The Petitions Committee, the group of MPs who consider parliamentary petitions, has written to the Department for Environment, Food and Rural Affairs about the overdue Government response to the petition you signed.

The Committee has asked for the response to be provided, and an explanation for the delay, by Thursday 23 November.

Government departments are meant to submit responses to petitions within 21 days. A response to this petition was first requested by the Committee on 12 September 2023, but the Government has not yet responded.

Because the response to this petition is over six weeks late, the Committee has written to the Government asking them to explain the delay, and to provide their response to this petition.

We will share the Government's explanation for the delay, and their response, with you when we receive this.
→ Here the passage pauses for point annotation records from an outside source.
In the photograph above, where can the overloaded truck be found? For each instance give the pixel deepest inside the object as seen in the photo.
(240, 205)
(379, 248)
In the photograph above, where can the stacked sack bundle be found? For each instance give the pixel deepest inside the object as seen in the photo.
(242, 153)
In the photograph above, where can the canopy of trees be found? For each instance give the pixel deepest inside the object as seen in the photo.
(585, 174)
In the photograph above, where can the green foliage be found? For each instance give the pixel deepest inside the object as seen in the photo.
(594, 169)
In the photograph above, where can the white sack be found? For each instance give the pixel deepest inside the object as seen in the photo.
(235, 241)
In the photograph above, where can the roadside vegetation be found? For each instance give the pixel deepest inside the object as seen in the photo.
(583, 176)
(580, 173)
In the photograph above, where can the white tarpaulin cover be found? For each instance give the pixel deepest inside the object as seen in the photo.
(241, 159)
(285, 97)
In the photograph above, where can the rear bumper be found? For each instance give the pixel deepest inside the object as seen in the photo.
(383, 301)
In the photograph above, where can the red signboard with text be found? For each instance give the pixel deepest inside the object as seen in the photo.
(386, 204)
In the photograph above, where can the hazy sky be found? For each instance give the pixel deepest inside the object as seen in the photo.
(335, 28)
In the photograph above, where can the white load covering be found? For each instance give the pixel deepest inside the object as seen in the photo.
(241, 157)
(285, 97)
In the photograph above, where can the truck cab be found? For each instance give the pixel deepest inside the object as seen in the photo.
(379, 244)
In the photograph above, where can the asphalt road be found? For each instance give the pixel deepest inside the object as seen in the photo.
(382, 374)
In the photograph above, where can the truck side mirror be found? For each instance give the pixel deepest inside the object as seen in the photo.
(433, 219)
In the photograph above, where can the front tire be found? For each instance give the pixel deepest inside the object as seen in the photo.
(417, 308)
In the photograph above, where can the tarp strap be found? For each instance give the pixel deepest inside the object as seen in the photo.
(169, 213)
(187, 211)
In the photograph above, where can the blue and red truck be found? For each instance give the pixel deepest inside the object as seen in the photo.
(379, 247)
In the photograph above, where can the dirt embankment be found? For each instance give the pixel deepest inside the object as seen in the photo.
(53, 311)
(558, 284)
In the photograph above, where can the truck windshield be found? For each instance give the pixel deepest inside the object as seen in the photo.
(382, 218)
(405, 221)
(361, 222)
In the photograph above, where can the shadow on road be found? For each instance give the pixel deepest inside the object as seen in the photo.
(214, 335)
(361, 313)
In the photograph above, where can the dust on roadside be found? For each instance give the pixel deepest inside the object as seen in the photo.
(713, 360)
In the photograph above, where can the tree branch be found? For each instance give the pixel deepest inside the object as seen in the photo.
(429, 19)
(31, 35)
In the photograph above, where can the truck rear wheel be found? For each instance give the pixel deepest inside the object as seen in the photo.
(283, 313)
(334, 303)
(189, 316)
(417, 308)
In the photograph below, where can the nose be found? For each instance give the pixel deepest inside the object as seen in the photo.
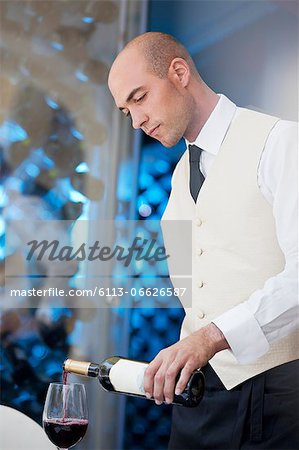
(138, 119)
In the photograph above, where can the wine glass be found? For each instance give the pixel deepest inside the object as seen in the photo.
(65, 416)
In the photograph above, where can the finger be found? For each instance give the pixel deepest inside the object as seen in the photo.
(170, 380)
(184, 378)
(149, 375)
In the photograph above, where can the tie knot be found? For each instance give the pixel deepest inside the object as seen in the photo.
(194, 153)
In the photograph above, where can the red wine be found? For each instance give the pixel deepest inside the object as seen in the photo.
(65, 433)
(125, 376)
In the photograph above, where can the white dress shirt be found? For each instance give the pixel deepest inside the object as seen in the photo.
(272, 312)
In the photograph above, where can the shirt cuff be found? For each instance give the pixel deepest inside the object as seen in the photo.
(243, 333)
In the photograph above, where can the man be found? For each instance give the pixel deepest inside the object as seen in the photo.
(244, 297)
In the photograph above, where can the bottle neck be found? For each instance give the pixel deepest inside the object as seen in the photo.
(84, 368)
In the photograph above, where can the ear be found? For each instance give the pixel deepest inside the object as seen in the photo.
(179, 72)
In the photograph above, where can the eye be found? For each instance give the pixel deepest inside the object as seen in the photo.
(139, 99)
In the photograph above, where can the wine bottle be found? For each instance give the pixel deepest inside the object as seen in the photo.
(125, 376)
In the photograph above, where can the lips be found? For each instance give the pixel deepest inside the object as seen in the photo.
(153, 130)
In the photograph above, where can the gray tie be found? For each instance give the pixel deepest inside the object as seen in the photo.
(196, 177)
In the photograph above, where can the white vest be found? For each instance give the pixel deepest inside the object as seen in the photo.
(234, 226)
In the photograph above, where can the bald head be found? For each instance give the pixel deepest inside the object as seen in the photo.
(159, 49)
(154, 81)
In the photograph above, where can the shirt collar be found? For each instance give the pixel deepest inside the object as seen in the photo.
(214, 130)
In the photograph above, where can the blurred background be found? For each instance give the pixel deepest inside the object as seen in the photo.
(66, 153)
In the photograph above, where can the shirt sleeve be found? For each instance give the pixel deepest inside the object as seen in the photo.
(272, 312)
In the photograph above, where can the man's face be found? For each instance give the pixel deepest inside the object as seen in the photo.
(156, 105)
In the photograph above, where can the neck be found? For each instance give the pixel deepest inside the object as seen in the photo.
(204, 102)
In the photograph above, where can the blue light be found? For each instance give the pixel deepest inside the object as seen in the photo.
(145, 180)
(50, 102)
(3, 202)
(87, 19)
(82, 168)
(32, 170)
(77, 197)
(57, 46)
(39, 351)
(81, 76)
(145, 210)
(11, 131)
(77, 134)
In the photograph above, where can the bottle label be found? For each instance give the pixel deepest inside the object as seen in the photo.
(127, 376)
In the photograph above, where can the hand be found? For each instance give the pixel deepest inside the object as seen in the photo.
(186, 356)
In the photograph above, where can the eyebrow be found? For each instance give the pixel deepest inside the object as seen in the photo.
(131, 95)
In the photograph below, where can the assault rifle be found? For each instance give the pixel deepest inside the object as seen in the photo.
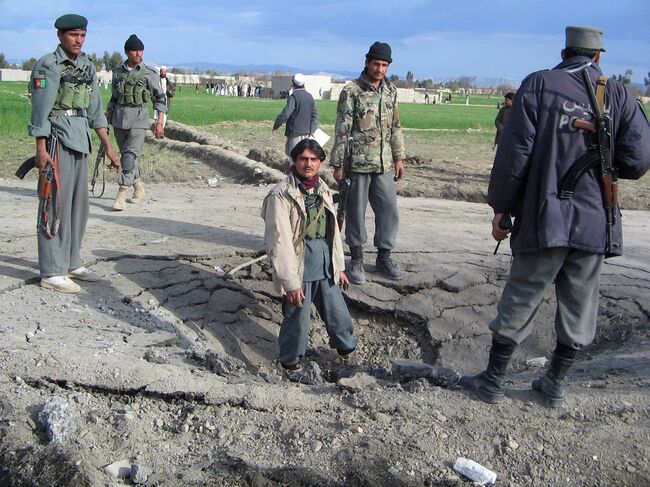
(48, 191)
(25, 167)
(344, 185)
(605, 151)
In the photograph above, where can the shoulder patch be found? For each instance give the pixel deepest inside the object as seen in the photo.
(39, 80)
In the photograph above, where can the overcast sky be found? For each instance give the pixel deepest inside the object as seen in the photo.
(434, 39)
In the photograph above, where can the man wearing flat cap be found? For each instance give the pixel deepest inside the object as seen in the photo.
(299, 113)
(133, 85)
(555, 173)
(66, 104)
(369, 150)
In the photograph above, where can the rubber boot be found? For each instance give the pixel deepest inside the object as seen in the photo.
(356, 273)
(551, 386)
(138, 191)
(386, 266)
(120, 200)
(488, 385)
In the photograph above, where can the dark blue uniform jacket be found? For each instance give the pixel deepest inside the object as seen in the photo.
(539, 145)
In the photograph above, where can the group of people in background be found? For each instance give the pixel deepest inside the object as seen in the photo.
(556, 240)
(246, 90)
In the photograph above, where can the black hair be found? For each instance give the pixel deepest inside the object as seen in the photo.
(580, 51)
(307, 144)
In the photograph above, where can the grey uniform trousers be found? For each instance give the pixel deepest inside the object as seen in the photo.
(577, 283)
(380, 191)
(294, 332)
(130, 140)
(58, 255)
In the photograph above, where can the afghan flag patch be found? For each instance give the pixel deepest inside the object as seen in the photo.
(39, 80)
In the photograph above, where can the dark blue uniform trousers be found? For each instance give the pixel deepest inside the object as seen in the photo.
(328, 299)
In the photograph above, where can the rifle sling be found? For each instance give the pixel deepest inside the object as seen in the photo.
(309, 227)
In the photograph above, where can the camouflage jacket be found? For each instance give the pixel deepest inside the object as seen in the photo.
(370, 117)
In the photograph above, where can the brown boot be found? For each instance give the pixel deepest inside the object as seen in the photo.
(138, 191)
(120, 201)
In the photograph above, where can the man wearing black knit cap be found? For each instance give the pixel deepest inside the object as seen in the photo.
(134, 84)
(369, 150)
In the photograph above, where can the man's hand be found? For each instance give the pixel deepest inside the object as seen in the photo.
(498, 233)
(296, 297)
(158, 130)
(344, 282)
(115, 161)
(338, 174)
(399, 169)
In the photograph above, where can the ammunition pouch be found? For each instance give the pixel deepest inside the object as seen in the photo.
(75, 88)
(132, 90)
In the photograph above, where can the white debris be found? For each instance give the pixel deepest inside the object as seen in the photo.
(120, 469)
(161, 240)
(474, 471)
(58, 419)
(536, 362)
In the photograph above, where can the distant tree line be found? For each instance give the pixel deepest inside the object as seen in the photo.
(109, 61)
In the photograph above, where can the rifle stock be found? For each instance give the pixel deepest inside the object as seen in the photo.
(25, 167)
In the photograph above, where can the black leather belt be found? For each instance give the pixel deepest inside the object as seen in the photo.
(73, 112)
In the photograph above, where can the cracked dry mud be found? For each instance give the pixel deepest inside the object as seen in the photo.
(167, 365)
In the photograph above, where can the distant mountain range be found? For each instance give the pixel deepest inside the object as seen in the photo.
(479, 82)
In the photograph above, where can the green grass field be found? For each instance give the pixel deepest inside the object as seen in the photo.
(200, 108)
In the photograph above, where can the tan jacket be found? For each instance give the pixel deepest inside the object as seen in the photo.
(285, 218)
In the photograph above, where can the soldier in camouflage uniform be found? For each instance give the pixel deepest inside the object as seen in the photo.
(134, 84)
(65, 99)
(368, 141)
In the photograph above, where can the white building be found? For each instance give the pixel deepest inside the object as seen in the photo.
(316, 85)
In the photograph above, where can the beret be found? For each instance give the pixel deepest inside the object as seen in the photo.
(381, 51)
(71, 22)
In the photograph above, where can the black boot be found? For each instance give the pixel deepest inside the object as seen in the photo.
(552, 385)
(386, 266)
(488, 385)
(356, 273)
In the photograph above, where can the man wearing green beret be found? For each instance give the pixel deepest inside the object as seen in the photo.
(134, 84)
(66, 103)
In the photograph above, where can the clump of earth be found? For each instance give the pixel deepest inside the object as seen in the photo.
(165, 373)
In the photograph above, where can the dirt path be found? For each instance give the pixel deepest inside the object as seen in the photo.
(169, 368)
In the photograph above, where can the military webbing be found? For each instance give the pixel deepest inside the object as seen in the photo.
(315, 215)
(75, 88)
(601, 86)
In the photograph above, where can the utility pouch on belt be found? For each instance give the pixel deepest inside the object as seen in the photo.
(75, 88)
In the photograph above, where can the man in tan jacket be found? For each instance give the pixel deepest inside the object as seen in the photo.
(304, 246)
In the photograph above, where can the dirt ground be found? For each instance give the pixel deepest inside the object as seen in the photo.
(164, 373)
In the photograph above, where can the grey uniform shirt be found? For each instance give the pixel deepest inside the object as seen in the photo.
(129, 117)
(73, 132)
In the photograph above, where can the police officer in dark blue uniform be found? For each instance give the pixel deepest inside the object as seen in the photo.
(560, 237)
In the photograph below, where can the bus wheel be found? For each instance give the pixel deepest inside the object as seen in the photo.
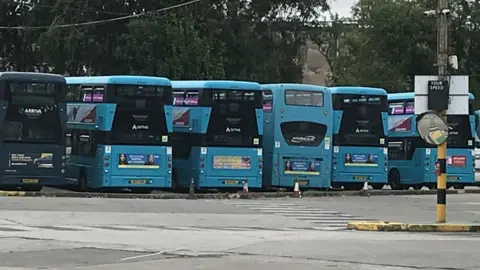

What has the Government announced?

While the Government has not yet responded to the petition you signed, it has announced plans to ban XL Bully type dogs, and set out the rules that will apply to these dogs.

Under the new rules, which will come into force on 31 December 2023, it will be illegal to breed, sell, advertise, exchange, gift, rehome, abandon or allow XL Bully dogs to stray in England and Wales. From this date, these dogs must be kept on a lead and muzzled in public. From 1 February 2024 it will then become illegal to own an XL Bully dog if it is not registered on the Index of Exempted Dogs.

You can find out more about the Government's plans and the new rules on the Government's website:

Minister responds to request for explanation for delay in responding to petition

Last November the Petitions Committee (the group of MPs who oversee the petitions system) wrote to the Department for Environment, Food and Rural Affairs (Defra) about the overdue Government response to this petition. The Committee asked for the response to be provided, and an explanation for the delay in providing this.

The Government has now responded to this petition, and the Minister for Biodiversity, Animal Health and Welfare has explained that Defra has been responding to large volumes of e-petitions and correspondence. The Minister has said that the department continues to review its processes and endeavours to provide on-time responses to e-petitions.